During the past decade and a half, the number of designated Spanish wine regions (Denominaciones de Origen or DOs) has grown by more than a third to a total of 69, and Spain has created a new set of laws, doubling the wine quality categories and introducing top wines from regions never known for quality wine or, more often, never even heard of at all. Understandably, this proliferation is creating remarkable confusion about what Spanish wine is, what it’s made from, and where these amazing wines are grown.

Spain's wine revolution

The last few decades of Spanish wine have been as crazy a roller-coaster ride as any thrill seeker could hope to find. In the early 1980s, Rioja was the only region to garner international critical praise (much of it left-handed), Sherry was on a serious downhill slide, and Spanish white wine was invisible. Even Ribera del Duero was ignored, with pioneer Pesquera roundly ridiculed in the European press as having absurd pretensions of excellence. 

But by the late 1980s, the Europeans had changed their tune; Pesquera and especially its top bottling, Janus, were all the rage. Cava began filling US grocery store shelves and displays by the thousands of cases, displacing domestic sparklers from California and New York State. Spanish white wine, dramatically improved, gained a foothold, led by Albariño. Today, the US is Albariño’s largest market, including Spain. 

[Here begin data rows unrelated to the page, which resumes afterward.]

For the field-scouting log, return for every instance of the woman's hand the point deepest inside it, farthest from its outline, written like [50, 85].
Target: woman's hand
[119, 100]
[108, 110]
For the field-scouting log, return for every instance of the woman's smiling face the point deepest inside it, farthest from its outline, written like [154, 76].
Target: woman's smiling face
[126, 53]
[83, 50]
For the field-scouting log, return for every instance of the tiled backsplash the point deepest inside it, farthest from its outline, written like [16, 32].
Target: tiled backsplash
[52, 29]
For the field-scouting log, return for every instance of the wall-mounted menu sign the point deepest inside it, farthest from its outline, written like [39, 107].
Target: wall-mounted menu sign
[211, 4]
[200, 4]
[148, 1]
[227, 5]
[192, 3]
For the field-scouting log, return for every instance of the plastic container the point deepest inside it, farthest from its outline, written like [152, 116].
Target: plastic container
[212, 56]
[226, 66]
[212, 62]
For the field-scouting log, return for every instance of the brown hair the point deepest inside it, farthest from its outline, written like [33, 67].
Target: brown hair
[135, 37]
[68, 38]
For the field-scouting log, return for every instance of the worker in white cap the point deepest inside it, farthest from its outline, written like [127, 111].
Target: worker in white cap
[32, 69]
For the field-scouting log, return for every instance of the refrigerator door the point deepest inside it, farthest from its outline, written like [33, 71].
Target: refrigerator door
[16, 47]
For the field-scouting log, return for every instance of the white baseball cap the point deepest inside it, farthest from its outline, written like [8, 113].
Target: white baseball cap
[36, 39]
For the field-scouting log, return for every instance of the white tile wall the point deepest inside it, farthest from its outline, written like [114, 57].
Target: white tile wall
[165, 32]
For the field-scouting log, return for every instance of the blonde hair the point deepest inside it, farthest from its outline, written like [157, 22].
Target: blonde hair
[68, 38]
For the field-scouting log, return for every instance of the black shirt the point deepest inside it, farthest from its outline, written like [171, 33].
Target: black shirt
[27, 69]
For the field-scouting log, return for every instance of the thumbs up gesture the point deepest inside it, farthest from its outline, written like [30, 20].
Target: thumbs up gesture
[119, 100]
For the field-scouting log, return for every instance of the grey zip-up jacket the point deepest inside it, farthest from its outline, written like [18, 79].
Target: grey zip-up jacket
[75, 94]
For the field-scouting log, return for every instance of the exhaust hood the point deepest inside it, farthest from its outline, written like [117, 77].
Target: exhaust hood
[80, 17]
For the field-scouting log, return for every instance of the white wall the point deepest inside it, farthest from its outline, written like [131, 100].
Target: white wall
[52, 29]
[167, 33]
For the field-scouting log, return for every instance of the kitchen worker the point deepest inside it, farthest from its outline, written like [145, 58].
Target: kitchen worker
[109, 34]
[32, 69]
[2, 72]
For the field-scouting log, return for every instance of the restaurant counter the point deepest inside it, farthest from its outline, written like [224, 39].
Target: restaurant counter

Before long, wines from obscure or dismissed regions such as Priorat were on fire, with prices rising faster than tempers at a presidential debate. Places known only for cheap and cheerful wines (e.g., Jumilla) were suddenly garnering lofty scores from critics. New DOs were created along with an entirely new category of wine classifications: Vino de Pago. Representing a Spanish monopole (the French term for a vineyard with one owner, producing wine solely from that vineyard), the Vino de Pago concept also suggests something akin to a Grand Cru property. Even more interestingly, the first Vino de Pago were located near Madrid, among vineyards that never had been associated with high-quality wines. 

Rioja never really lost its edge. While traditional Rioja wines were blended from its three subregions and multiple grapes and aged in used American oak barrels, new Rioja wines hailed from single estates and vineyards, used Tempranillo grapes (sometimes with a dollop of Graciano), and new French oak. Power and dark color became the hallmark of excellent Rioja instead of the mellow, earthy character that exemplified Riojan wines in the decades before.

For traditionalists, confusion reigns. But if the hidebound can simply lighten up a bit, they would see that modern Spanish wine is on a brilliant ride. All those new DOs represent a lot more than bureaucratic finagling; some of these additions describe new grapes and new regions, and many nurture the most exciting new wines the world has seen.